It appears that spring has hit the Pacific NW. Believe it or not, we made it through another dark, wet, cold and this year snowy winter. The sun is out and the mercury is rising.
For most of us a sunny and warm Memorial Day weekend is a special bonus. It was sunny, warm and it is staying light later. Around here we can’t waste the nice days we do get so this means getting off of the couch and outside to do whatever needs to be done.
My wife spent the weekend in her garden. I have to admit that I don’t know much about plants or gardening. The fact is, I don’t like it. Gardening is just too slow for me.
Even though I don’t know much about it, one of my favorite things of the summer is my wife’s beautiful garden. I just love to look at the organization, the care she puts into it and the way she develops it to help nourish our family. I know for a fact that it nourishes her soul as well. She seems to be the happiest when she has dirt under her fingernails.
She takes the time in the winter to plan out what she is going to plant that year. She has a few things she plants every year and she changes up the others from year to year. I don’t know if she changes it for variety or if it has something to do with the soil or what. This is her gig and she is the expert.
I ask her questions about what she is doing and why she does it that way. I want to understand a little but when she gets going on the what’s and why’s, she loses me.
All I know is that in the spring we eat strawberries. We have all the greens we can eat. She even plants flowers around the outside of garden which makes it really stunning to look at.
She grows great tomatoes and the corn is sweet. We use the corn stalks to decorate for Halloween and Thanksgiving and pumpkins always seem to show up at the right time.
This all happens because my wife is a planner when it comes to making this all work. Like all gardeners, she understands the laws of the farm.
Here are the laws of the farm:
You have to cultivate the soil to make sure it is ready for the seed.
- You reap what you sow. If you plant turnips, you don’t get daffodils.
- You have to consistenty nourish your plants with what they need to grow. This includes getting rid of the weeds and other attackers that steal what your plants need in order to grow to their potential.
- You sow your crops in one season and harvest in the next.
This is the natural order of things. You can’t shorten it or skip a step. It just doesn’t work that way. It takes time and the right ingredients to create a bountiful harvest.
If you have already made the connection between my wife’s garden and your money, good for you? The law of the farm works exactly the same way with your money.
You have to cultivate the soil.

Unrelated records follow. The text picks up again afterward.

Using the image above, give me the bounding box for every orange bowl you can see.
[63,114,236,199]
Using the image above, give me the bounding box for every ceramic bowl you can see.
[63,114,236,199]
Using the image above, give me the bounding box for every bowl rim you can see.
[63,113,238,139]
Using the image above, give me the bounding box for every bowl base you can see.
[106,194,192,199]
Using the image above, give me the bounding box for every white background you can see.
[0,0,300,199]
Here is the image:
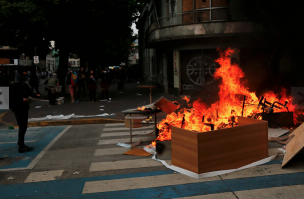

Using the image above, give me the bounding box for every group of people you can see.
[0,67,123,153]
[65,67,111,103]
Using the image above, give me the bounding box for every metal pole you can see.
[153,1,160,28]
[242,95,246,117]
[192,0,196,23]
[150,87,152,104]
[130,119,132,149]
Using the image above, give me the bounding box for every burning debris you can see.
[156,48,296,143]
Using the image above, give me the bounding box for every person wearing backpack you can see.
[65,70,77,103]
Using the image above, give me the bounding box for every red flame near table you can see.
[152,48,296,146]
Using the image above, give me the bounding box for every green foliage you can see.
[0,0,146,65]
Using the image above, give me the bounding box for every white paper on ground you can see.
[144,147,279,179]
[28,113,116,122]
[268,128,289,139]
[117,143,131,149]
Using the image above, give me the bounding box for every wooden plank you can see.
[171,127,198,173]
[281,123,304,168]
[171,117,268,174]
[154,97,178,114]
[198,122,268,173]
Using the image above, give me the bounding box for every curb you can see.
[0,111,125,127]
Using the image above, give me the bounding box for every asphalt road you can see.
[0,124,304,199]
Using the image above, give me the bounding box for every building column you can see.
[173,50,181,95]
[163,53,168,93]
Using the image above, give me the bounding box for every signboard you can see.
[34,56,39,64]
[173,51,180,88]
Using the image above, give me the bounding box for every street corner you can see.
[0,87,9,110]
[0,126,68,171]
[291,87,304,109]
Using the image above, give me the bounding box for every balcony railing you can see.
[147,7,261,33]
[19,59,32,66]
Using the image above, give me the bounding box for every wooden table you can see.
[137,85,155,104]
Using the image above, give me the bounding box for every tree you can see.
[0,0,146,90]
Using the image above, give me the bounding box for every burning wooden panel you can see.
[171,117,268,174]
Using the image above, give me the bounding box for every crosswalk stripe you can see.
[179,192,237,199]
[221,164,304,180]
[94,147,130,156]
[103,126,154,131]
[98,136,155,145]
[82,174,220,194]
[105,123,125,127]
[24,170,63,183]
[90,158,163,172]
[100,130,154,137]
[234,185,304,199]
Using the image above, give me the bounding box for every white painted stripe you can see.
[179,192,237,199]
[27,125,72,169]
[94,147,130,156]
[0,140,37,144]
[100,130,154,137]
[234,185,304,199]
[82,174,220,193]
[221,164,304,180]
[90,158,163,172]
[0,126,72,171]
[105,123,125,127]
[98,136,155,145]
[103,126,155,131]
[24,170,63,183]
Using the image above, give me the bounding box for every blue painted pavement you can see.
[0,166,304,199]
[0,126,66,170]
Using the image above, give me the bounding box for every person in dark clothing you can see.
[100,69,110,99]
[77,67,86,98]
[0,70,11,87]
[117,69,125,90]
[9,69,40,153]
[29,71,39,94]
[87,69,97,102]
[65,70,77,103]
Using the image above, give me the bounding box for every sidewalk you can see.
[0,81,180,125]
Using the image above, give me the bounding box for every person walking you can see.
[100,68,110,99]
[77,67,86,99]
[87,69,97,102]
[29,71,40,94]
[117,69,125,90]
[65,70,77,103]
[45,73,60,105]
[9,71,40,153]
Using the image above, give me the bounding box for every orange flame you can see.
[156,48,296,143]
[137,106,146,111]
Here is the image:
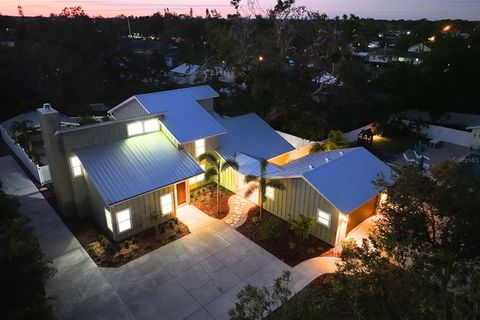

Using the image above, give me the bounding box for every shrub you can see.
[289,214,315,240]
[260,217,280,239]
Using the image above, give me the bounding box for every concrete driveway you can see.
[0,157,328,319]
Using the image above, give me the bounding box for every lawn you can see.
[190,183,235,219]
[367,135,420,162]
[237,207,332,267]
[42,189,190,267]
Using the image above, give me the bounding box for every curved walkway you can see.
[223,194,255,229]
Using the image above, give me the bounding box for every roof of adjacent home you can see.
[109,86,226,144]
[1,110,78,134]
[170,63,200,75]
[270,148,392,213]
[74,132,203,205]
[213,113,295,160]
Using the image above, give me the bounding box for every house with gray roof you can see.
[37,86,390,245]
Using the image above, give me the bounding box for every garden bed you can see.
[237,207,332,267]
[42,185,190,267]
[190,183,235,219]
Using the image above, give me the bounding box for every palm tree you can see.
[245,159,285,220]
[10,120,39,152]
[198,152,239,213]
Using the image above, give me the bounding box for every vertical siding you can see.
[265,178,339,245]
[113,99,147,120]
[111,185,175,241]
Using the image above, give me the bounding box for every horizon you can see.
[0,0,480,21]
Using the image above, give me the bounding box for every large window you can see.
[265,187,275,200]
[117,209,132,233]
[143,119,160,133]
[105,208,113,232]
[160,193,173,215]
[195,139,205,157]
[317,209,332,228]
[127,119,160,137]
[70,156,83,177]
[188,164,205,184]
[127,121,143,137]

Invest some time in learning about your money and what you could or should be doing with it. Start by digging into your spending. Look at where you are spending your money. Are you spending all of your harvest each month.

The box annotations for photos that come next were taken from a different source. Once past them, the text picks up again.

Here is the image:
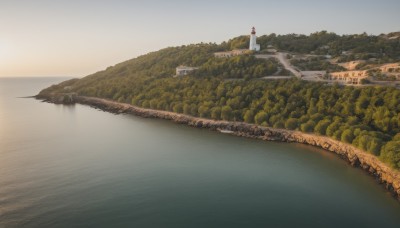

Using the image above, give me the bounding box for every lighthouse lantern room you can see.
[249,27,260,51]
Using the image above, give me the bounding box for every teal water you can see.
[0,78,400,227]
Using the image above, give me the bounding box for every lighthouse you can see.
[249,27,260,51]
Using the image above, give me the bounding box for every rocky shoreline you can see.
[36,95,400,201]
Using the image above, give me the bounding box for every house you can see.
[214,49,251,58]
[329,70,368,85]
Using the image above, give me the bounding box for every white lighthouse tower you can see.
[249,27,260,51]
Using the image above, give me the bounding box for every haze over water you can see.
[0,78,400,227]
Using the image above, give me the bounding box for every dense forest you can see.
[41,32,400,169]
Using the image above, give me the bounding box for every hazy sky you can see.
[0,0,400,77]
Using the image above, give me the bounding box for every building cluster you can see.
[175,66,199,77]
[214,49,251,58]
[328,70,368,85]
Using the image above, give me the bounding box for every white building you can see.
[249,27,260,51]
[214,49,251,58]
[175,66,199,76]
[329,70,368,85]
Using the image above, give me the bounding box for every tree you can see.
[300,120,315,132]
[380,141,400,169]
[285,118,299,130]
[314,120,331,135]
[211,107,221,120]
[243,109,254,123]
[254,111,268,124]
[341,129,354,143]
[221,105,232,120]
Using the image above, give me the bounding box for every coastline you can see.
[35,94,400,201]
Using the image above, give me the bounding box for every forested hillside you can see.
[40,33,400,168]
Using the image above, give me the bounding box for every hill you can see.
[39,32,400,169]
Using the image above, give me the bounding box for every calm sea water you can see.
[0,78,400,228]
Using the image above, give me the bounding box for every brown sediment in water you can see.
[36,95,400,200]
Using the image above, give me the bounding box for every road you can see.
[255,52,301,78]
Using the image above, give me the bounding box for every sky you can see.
[0,0,400,77]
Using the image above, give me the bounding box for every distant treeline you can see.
[222,31,400,63]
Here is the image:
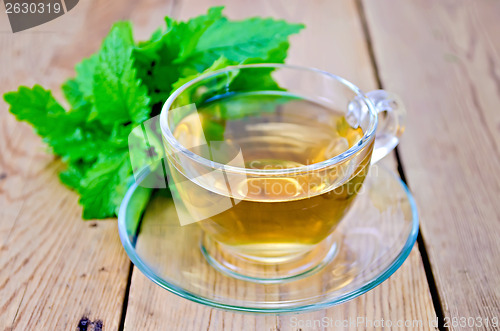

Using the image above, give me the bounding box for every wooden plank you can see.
[0,0,172,330]
[125,0,435,331]
[364,0,500,329]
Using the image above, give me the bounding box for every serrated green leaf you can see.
[92,22,151,125]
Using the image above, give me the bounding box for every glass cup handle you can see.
[366,90,406,164]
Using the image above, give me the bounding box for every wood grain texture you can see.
[125,0,435,331]
[364,0,500,329]
[0,0,175,330]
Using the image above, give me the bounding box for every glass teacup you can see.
[160,64,404,281]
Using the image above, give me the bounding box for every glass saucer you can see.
[118,165,418,313]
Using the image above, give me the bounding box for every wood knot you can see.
[76,316,103,331]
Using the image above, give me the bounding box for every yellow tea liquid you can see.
[171,93,372,259]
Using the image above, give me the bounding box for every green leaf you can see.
[177,17,304,66]
[4,7,302,219]
[4,85,107,160]
[79,150,132,219]
[134,7,303,104]
[92,22,150,125]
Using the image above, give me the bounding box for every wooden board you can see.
[125,0,435,331]
[364,0,500,330]
[0,0,172,330]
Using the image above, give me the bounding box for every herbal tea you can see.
[169,92,372,261]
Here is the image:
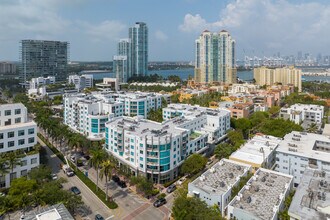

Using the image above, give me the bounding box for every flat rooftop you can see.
[190,159,251,194]
[106,116,189,140]
[229,168,293,219]
[289,168,330,220]
[230,135,282,164]
[276,131,330,162]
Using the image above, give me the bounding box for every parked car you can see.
[154,198,166,207]
[117,180,127,188]
[95,214,104,220]
[111,175,120,183]
[52,173,58,180]
[166,185,176,193]
[70,186,81,195]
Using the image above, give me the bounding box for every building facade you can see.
[195,30,237,83]
[20,40,69,83]
[275,131,330,185]
[0,103,39,188]
[188,159,251,216]
[68,75,93,91]
[105,116,208,183]
[253,67,301,92]
[227,168,293,220]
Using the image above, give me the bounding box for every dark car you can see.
[117,180,127,188]
[111,175,120,183]
[154,198,166,207]
[70,186,80,195]
[95,214,104,220]
[166,185,176,193]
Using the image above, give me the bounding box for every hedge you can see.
[38,133,118,209]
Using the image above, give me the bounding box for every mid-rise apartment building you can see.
[163,104,230,143]
[288,168,330,220]
[280,104,324,124]
[105,116,208,183]
[68,75,93,91]
[227,168,293,220]
[253,67,301,92]
[229,135,282,171]
[188,159,251,216]
[64,92,170,139]
[0,103,39,188]
[195,30,237,83]
[275,131,330,185]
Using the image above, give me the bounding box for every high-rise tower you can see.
[195,30,237,83]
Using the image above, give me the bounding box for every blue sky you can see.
[0,0,330,61]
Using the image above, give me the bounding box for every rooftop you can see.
[289,168,330,220]
[229,168,293,219]
[190,159,251,194]
[276,131,330,161]
[230,135,282,164]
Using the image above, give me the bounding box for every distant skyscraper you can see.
[129,22,148,76]
[20,40,69,82]
[195,30,237,83]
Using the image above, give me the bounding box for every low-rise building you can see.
[229,135,282,171]
[288,168,330,220]
[163,104,230,143]
[0,103,39,188]
[227,168,293,220]
[280,104,324,124]
[188,159,251,216]
[228,103,254,119]
[275,131,330,185]
[69,75,93,91]
[105,116,208,183]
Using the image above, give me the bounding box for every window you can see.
[18,139,25,145]
[28,137,34,144]
[15,108,21,115]
[5,110,11,116]
[28,128,34,134]
[18,130,25,136]
[15,118,21,123]
[7,131,15,138]
[8,141,15,147]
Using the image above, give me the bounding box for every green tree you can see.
[181,154,207,175]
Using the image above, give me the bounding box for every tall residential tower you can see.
[20,40,69,82]
[195,30,237,83]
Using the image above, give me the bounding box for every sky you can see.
[0,0,330,61]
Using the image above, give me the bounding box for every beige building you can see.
[254,66,301,92]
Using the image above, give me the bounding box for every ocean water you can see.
[92,69,330,83]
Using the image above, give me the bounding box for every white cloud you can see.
[155,30,168,41]
[179,0,330,53]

You have to plant some crops. If you are spending everything you bring in or even more. You don’t have any seeds to plant to create a financial harvest.
You have to feed your investments on a regular basis and guard them against financial predators out there to steal your harvest.
And finally, you will not create a bountiful financial harvest overnight. Like the farm, your money doesn’t work that way. You save, you invest, it grows and then you harvest.
I wish you all could see how my wife combines the law of the farm and a lot of love together to create a wonderful garden each year.
In our family, it’s my job to apply the law of the farm to our money. I have to admit that she knows more about money than I know about gardening. We have a financial vision for our family and our jobs in that vision have been discussed and agreed upon. We are both happy with the vehicle each of us has chosen to use these laws of nature to support our family.
Over the Memorial Day weekend she dug in the dirt and I took a 4 day, 1,300 mile motorcycle trip to Montana. We both had a great time and appreciated each other even more when the weekend came to an end.